« Je ne pouvais pas vivre sans alcool »

Après avoir vécu le mariage infantile, Bhavna s’est enfuie avec un autre homme avant de sombrer dans d’alcool. Elle a lutté contre l’addiction durant des années avant de mener une vie satisfaisante avec ses enfants en Inde

Centre Spym

« L’abus d’alcool me faisait du mal, à mon corps et à mon âme. J’avais l’impression d’avoir été brisée en mille morceaux. Quand il m’arrivait d’être sobre, je jurais de ne plus boire. Mais quelques heures plus tard, l’envie de boire était telle que je ne voulais qu’une chose au monde, mon ‘desi tharra’, mon alcool, ma bibine » – image: SPYM/Dianova, licence CC

Témoignage – Je m’appelle Bhavna. La vie, comme on dit, peut être compliquée et le désir d’améliorer ses chances vous conduit parfois à de mauvais choix. J’étais une ado bourrée d’aspirations et de désirs. Contrairement à la vie que je mène, ce fut une période de bonheur. J’allais à l’école et j’étudiais, mais j’ai dû tout arrêter pour me marier. Ma vie a été été donnée à un parfait inconnu. J’avais 14 ans.

La vie a pris un tout autre tournant après le mariage, car d’un seul coup j’ai dû prendre sur moi toutes les responsabilités d’un ménage et d’une famille. Un an plus tard, j’ai eu un fils. Je passais tout mon temps à prendre soin de lui. Après trois ans, j’ai donné naissance à une fille. Nous avions une famille heureuse, avec beaucoup d’affection l’un pour l’autre malgré ce mariage arrangé.

Mes enfants qui jusqu’alors étaient toujours avec moi ont commencé à aller à l’école. Je passais beaucoup de temps seule, car mon mari devait aller travailler. J’étais encore très jeune et ma vie est devenue tout simplement ennuyeuse et mon rôle s’est réduit à celui d’employée de maison.  Le seul moment que j’appréciais, c’était quand je voyais de nouveaux visages. Dans la monotonie de ma vie, ma seule évasion c’était de pouvoir rencontrer mes voisins et voisines.

Par la suite, j’ai rencontré un autre homme, Ramesh. Après quelques jours de hochements de tête et de sourires, nous sommes devenus proches. Nos liens se sont peu à peu renforcés, tandis que nous rêvions tous les deux  à ce que pourraient être nos vies. Et pourquoi ne pourraient-elles pas ressembler à nos rêves ? Il y avait cet homme, qui s’intéressait à moi et puis il y avait mon mari, qui me voyait comme une domestique. Ramesh m’a promis de m’emmener à Delhi si je quittais mon mari. Nous rêvions d’une vie meilleure, une vie que je pourrais vivre pleinement.

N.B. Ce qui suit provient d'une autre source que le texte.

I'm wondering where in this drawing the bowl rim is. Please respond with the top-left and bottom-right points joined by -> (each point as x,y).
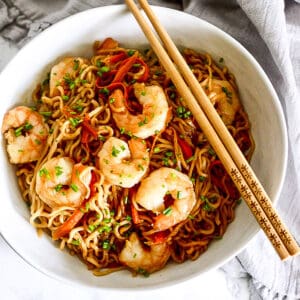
0,4 -> 288,291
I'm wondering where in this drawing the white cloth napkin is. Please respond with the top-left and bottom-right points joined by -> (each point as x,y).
0,0 -> 300,299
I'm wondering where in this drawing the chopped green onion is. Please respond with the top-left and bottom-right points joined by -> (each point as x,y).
54,184 -> 63,192
102,240 -> 110,250
54,166 -> 63,176
153,147 -> 160,153
199,175 -> 206,182
163,206 -> 172,216
39,168 -> 50,179
70,183 -> 79,192
137,268 -> 150,277
222,86 -> 232,98
99,88 -> 109,96
69,118 -> 81,127
73,59 -> 79,71
100,66 -> 110,73
71,240 -> 80,246
127,49 -> 135,56
111,146 -> 120,157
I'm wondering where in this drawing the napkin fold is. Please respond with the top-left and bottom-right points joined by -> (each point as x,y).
0,0 -> 300,299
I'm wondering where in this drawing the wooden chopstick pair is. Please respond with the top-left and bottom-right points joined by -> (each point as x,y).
125,0 -> 300,260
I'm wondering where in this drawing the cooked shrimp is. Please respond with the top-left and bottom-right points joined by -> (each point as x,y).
119,232 -> 171,274
98,137 -> 149,188
203,79 -> 241,125
135,167 -> 196,231
2,106 -> 49,164
49,57 -> 87,97
35,157 -> 93,208
110,83 -> 169,139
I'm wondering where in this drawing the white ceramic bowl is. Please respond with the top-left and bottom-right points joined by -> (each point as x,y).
0,5 -> 287,289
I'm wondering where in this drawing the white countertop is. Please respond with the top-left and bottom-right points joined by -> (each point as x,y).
0,237 -> 249,300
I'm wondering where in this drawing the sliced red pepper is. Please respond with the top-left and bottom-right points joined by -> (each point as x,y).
112,55 -> 136,83
109,52 -> 128,64
177,137 -> 193,159
52,172 -> 97,240
135,58 -> 150,82
151,230 -> 169,244
52,208 -> 84,240
97,37 -> 119,51
209,159 -> 240,199
81,115 -> 98,149
128,188 -> 141,224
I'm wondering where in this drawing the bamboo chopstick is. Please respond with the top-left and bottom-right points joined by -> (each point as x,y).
125,0 -> 300,260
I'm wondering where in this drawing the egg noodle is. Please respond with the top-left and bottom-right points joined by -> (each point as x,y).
2,38 -> 254,276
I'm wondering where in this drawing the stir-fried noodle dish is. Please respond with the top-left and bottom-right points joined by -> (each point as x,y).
2,38 -> 254,276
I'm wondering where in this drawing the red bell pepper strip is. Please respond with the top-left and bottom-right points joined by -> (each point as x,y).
52,208 -> 84,240
135,58 -> 150,82
209,159 -> 240,199
112,55 -> 136,83
128,188 -> 141,224
177,137 -> 193,159
52,172 -> 97,240
97,37 -> 118,50
109,52 -> 128,64
151,230 -> 169,244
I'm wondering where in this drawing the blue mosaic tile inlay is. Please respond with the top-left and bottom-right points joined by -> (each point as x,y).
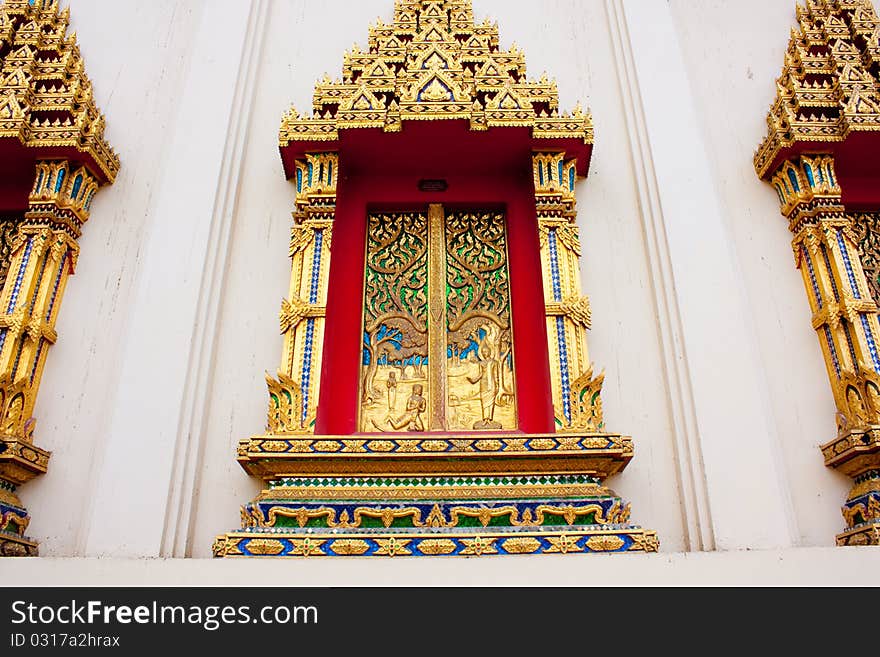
822,325 -> 840,379
859,315 -> 880,374
6,237 -> 34,313
547,228 -> 562,301
300,230 -> 324,422
837,228 -> 862,299
46,251 -> 68,322
822,244 -> 840,301
556,317 -> 571,422
801,246 -> 822,308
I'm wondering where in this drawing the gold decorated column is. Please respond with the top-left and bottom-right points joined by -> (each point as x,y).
0,161 -> 105,555
754,0 -> 880,545
770,155 -> 880,545
266,153 -> 339,433
0,0 -> 119,556
532,153 -> 604,431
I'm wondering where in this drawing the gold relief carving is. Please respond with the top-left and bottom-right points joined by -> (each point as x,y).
290,538 -> 326,557
419,538 -> 455,555
361,205 -> 517,431
547,296 -> 592,329
586,535 -> 624,552
569,369 -> 605,431
330,539 -> 370,557
501,537 -> 541,554
376,536 -> 412,557
217,0 -> 656,556
630,531 -> 660,552
246,538 -> 284,556
279,0 -> 593,148
461,536 -> 498,555
278,297 -> 326,334
547,534 -> 580,554
251,500 -> 629,528
266,372 -> 307,434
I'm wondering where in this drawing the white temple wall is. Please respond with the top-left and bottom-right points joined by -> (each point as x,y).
670,0 -> 852,545
20,0 -> 864,557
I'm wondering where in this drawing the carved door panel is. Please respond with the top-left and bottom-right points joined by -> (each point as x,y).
360,205 -> 517,432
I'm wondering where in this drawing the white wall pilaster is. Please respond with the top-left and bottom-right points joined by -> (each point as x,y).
608,0 -> 797,550
83,0 -> 262,556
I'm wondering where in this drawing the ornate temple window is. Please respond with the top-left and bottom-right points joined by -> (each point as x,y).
0,0 -> 119,555
213,0 -> 658,557
754,0 -> 880,545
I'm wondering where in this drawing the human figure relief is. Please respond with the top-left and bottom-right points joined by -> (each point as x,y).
385,371 -> 397,413
467,322 -> 503,429
388,383 -> 428,431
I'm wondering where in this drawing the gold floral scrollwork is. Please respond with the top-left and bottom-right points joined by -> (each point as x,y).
266,372 -> 308,434
376,536 -> 412,557
556,223 -> 581,256
278,297 -> 326,335
0,378 -> 36,443
568,367 -> 605,431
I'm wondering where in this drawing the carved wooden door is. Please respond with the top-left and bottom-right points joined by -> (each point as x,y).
360,205 -> 517,432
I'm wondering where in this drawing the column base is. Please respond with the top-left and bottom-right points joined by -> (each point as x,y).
0,532 -> 39,557
822,426 -> 880,546
0,437 -> 49,557
213,456 -> 659,557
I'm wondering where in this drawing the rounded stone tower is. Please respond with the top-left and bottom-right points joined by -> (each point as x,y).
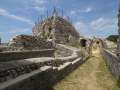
33,10 -> 79,43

Ma lutte contre l’alcoolisme

Le 11 novembre 2004, j’ai quitté ma maison avec mes deux enfants et je suis venu à Delhi. Ramesh et moi nous sommes mariés dans un temple. J’espérais une vie meilleure et je ne pensais pas aux conséquences. Mais qui pense aux conséquences quand quelqu’un frappe à votre porte, quelqu’un qui s’intéresse vraiment à vous et qui est prêt à vous aider à échapper à une vie d’ennui, une vie devenue insupportable? À ce moment-là, il représentait l’espoir. Et je m’y suis accroché.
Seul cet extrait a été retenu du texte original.